Whose business is it if I choose to read or play on the computer until 4 AM and sleep until noon? I will dance with myself to those wonderful tunes of the 60, 70 & 80's, and if I, at the same time, wish to weep over a lost love or sad movie ..... I will do just that!

I know I am sometimes forgetful. But there again, some of life is just as well forgotten. And I eventually remember the important things. Sure, over the years my heart has been broken. How can your heart not break when you lose a loved one, or when a child suffers, or even when somebody's beloved pet gets hurt? But broken hearts are what give us strength and understanding and compassion. A heart never broken is pristine and sterile and will never know the joy of being imperfect.

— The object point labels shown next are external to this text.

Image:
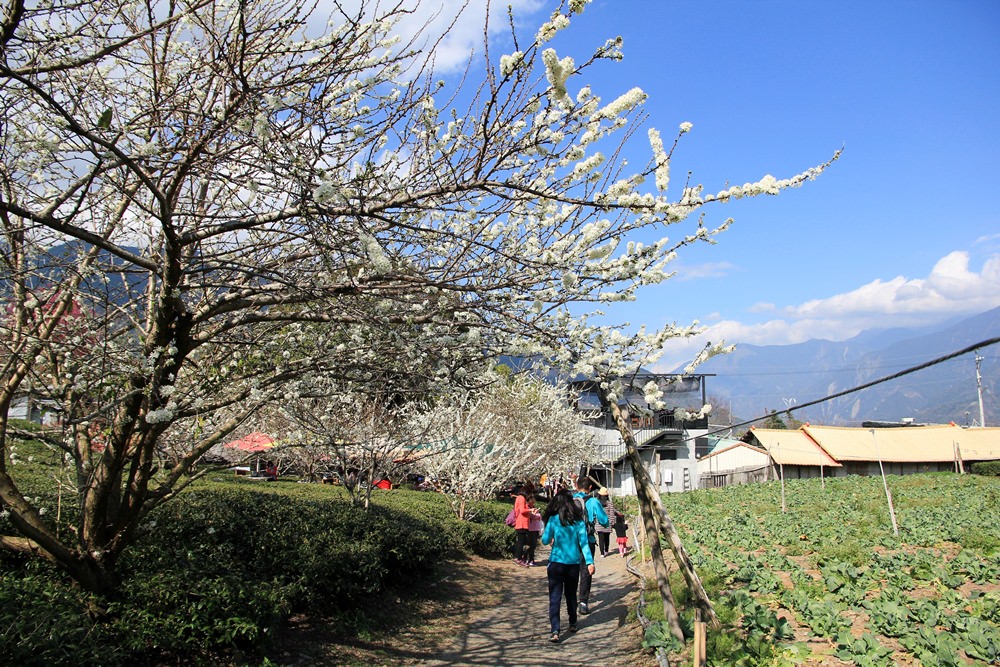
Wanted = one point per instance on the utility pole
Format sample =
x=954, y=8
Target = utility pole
x=979, y=389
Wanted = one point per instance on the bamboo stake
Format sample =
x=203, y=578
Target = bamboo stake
x=700, y=654
x=885, y=484
x=781, y=467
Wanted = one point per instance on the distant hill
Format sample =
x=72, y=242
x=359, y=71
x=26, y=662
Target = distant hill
x=756, y=379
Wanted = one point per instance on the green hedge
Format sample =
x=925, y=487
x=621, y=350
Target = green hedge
x=216, y=570
x=991, y=468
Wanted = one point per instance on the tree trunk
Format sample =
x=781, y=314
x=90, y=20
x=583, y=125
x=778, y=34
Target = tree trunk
x=656, y=554
x=647, y=493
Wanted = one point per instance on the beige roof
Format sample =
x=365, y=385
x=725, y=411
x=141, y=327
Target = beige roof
x=911, y=444
x=979, y=444
x=792, y=448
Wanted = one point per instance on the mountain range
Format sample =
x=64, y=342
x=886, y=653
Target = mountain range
x=755, y=380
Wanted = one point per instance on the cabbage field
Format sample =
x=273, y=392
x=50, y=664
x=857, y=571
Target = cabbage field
x=828, y=582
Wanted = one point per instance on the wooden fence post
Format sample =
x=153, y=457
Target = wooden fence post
x=700, y=640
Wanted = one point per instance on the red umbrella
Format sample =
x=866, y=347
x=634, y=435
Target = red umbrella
x=255, y=442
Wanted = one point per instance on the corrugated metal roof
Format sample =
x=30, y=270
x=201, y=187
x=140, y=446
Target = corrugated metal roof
x=794, y=448
x=917, y=444
x=730, y=444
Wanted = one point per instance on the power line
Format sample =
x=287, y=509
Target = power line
x=867, y=385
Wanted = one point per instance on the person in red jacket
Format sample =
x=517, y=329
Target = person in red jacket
x=524, y=509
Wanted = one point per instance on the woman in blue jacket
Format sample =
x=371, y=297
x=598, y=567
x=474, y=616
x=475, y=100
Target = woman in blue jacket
x=566, y=531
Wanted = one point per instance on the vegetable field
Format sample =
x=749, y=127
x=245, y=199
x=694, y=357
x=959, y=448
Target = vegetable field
x=828, y=582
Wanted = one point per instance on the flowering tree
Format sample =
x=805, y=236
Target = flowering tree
x=215, y=178
x=511, y=430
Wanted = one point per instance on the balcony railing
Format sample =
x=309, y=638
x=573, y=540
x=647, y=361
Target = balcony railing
x=646, y=427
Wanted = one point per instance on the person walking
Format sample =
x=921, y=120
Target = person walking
x=566, y=532
x=524, y=509
x=604, y=532
x=593, y=513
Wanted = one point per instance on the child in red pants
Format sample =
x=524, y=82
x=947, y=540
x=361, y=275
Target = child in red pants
x=621, y=532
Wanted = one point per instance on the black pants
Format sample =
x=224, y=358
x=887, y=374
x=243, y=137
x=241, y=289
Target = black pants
x=562, y=579
x=586, y=577
x=524, y=545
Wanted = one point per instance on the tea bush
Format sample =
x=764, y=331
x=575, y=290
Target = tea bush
x=216, y=570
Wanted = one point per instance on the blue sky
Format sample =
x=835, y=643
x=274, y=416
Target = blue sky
x=904, y=230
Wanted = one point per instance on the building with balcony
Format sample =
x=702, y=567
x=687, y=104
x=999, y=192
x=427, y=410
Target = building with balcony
x=669, y=440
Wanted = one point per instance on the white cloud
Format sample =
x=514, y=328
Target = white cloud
x=950, y=289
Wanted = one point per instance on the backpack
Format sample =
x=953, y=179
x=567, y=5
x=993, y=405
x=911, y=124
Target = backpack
x=582, y=504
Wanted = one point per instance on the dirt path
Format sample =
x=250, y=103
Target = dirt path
x=487, y=613
x=515, y=631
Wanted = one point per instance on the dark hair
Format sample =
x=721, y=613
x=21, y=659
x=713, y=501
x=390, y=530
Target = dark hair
x=563, y=505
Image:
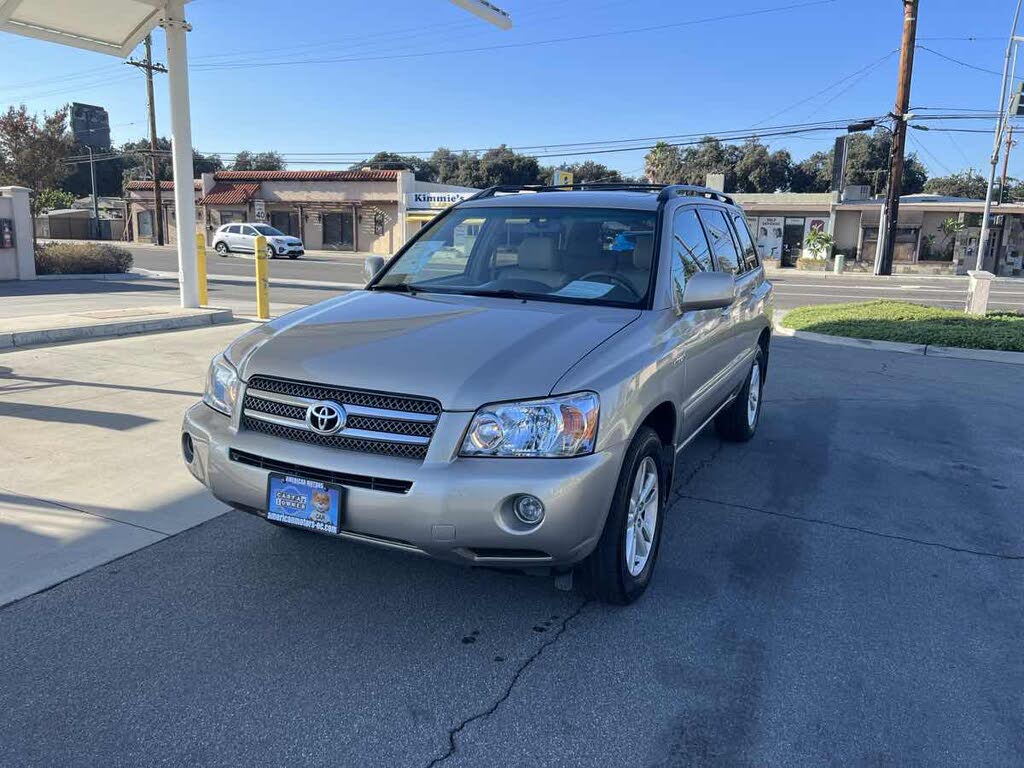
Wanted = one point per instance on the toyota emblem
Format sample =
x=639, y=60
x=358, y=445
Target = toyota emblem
x=326, y=417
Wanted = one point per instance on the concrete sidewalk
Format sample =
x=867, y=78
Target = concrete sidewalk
x=90, y=451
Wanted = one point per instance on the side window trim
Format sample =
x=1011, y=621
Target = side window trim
x=728, y=228
x=752, y=263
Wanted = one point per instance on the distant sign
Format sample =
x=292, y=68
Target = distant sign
x=90, y=125
x=561, y=178
x=435, y=201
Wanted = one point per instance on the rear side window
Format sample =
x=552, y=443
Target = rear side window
x=689, y=249
x=722, y=244
x=750, y=253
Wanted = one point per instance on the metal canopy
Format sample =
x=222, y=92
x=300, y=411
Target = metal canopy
x=113, y=27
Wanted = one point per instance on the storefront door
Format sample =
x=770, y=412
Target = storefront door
x=793, y=241
x=339, y=230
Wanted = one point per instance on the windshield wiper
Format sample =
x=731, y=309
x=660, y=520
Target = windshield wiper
x=395, y=287
x=506, y=293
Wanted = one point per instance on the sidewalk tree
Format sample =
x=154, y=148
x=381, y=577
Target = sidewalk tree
x=51, y=200
x=424, y=169
x=664, y=164
x=34, y=148
x=136, y=161
x=258, y=161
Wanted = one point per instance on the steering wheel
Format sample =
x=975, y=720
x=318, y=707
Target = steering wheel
x=615, y=279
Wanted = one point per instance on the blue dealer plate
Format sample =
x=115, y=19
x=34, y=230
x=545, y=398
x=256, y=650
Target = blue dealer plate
x=305, y=504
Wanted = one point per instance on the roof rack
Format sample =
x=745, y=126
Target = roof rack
x=674, y=190
x=491, y=192
x=665, y=190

I am so blessed to have lived long enough to have my hair turning gray, and to have my youthful laughs be forever etched into deep grooves on my face. So many have never laughed, and so many have died before their hair could turn silver.

As you get older, it is easier to be positive. You care less about what other people think. I don't question myself anymore. I've even earned the right to be wrong. So, I am okay with getting old. It has set me free. I like the person I have become. I am not going to live forever, but while I am still here, I will not waste time lamenting what could have been, or worrying about what will be. And I shall eat dessert every single day (if I feel like it).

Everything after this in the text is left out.